But i can patch another 8.0 machine, but it is 8.0-RELEASE. Is this a known problem? Is there a workaround?

Greetings,
Thorny


----------



## mix_room (Dec 14, 2010)

Known problem. 

http://www.freebsd.org/doc/handbook/updating-freebsdupdate.html



> Note: Binary updates are available for all architectures and releases currently supported by the security team;



8.0-STABLE is not one of the branches supported. -STABLE is a development branch in any case.


----------



## Thorny (Dec 14, 2010)

Hm... is there a easy possibility to upgrade from 8.0-STABLE to 8.0-RELEASE?


----------



## SirDice (Dec 14, 2010)

Don't. Use the source update to update to 8.1-RELEASE. From there you can use freebsd-update again.

-STABLE is not a development version, -CURRENT is the development version.


----------



## Thorny (Dec 14, 2010)

You mean, i should get the latest sources for 8.1-RELEASE and do:
http://www.freebsd.org/doc/handbook/makeworld.html
?


----------



## SirDice (Dec 14, 2010)

I'm assuming you did it before. You are running -STABLE and the only way to get that is by doing a source update.


----------



## Thorny (Dec 14, 2010)

SirDice said:
			
		

> I'm assuming you did it before. You are running -STABLE and the only way to get that is by doing a source update.


No - i used an installation-cd i downloaded from freebsd.org the day 8.0 was released. The system was a fresh installation and wasn't manipulated since than.
I believe i even have the cd-iso in my archive.


----------



## SirDice (Dec 14, 2010)

Thorny said:
			
		

> No - i used an installation-cd i downloaded from freebsd.org the day 8.0 was released. The system was a fresh installation and wasn't manipulated since than.
> I believe i even have the cd-iso in my archive.

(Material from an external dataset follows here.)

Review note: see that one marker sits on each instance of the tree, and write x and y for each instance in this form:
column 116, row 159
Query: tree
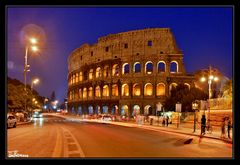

The install CDs install a -RELEASE version, not -STABLE. You may have downloaded a -STABLE snapshot though, but I don't think they were available for 8.0-STABLE when 8.0-RELEASE came out.

In any case, the handbook section you posted will show you how to do it.


----------



## DutchDaemon (Dec 14, 2010)

Thorny said:
			
		

> Hm... is there a easy possibility to upgrade from 8.0-STABLE to 8.0-RELEASE?



For the record: that would be a _downgrade_. The x.y-STABLE tree is ahead of x.y-RELEASE. You can source-upgrade to 8.1-RELEASE, or even wait for 8.2-RELEASE, and then skip back to using freebsd-update again, as stated.


----------



## Thorny (Dec 15, 2010)

Ok - thanks for your help. I've upgraded it the manual way to 8.1-RELEASE. Problem solved.


----------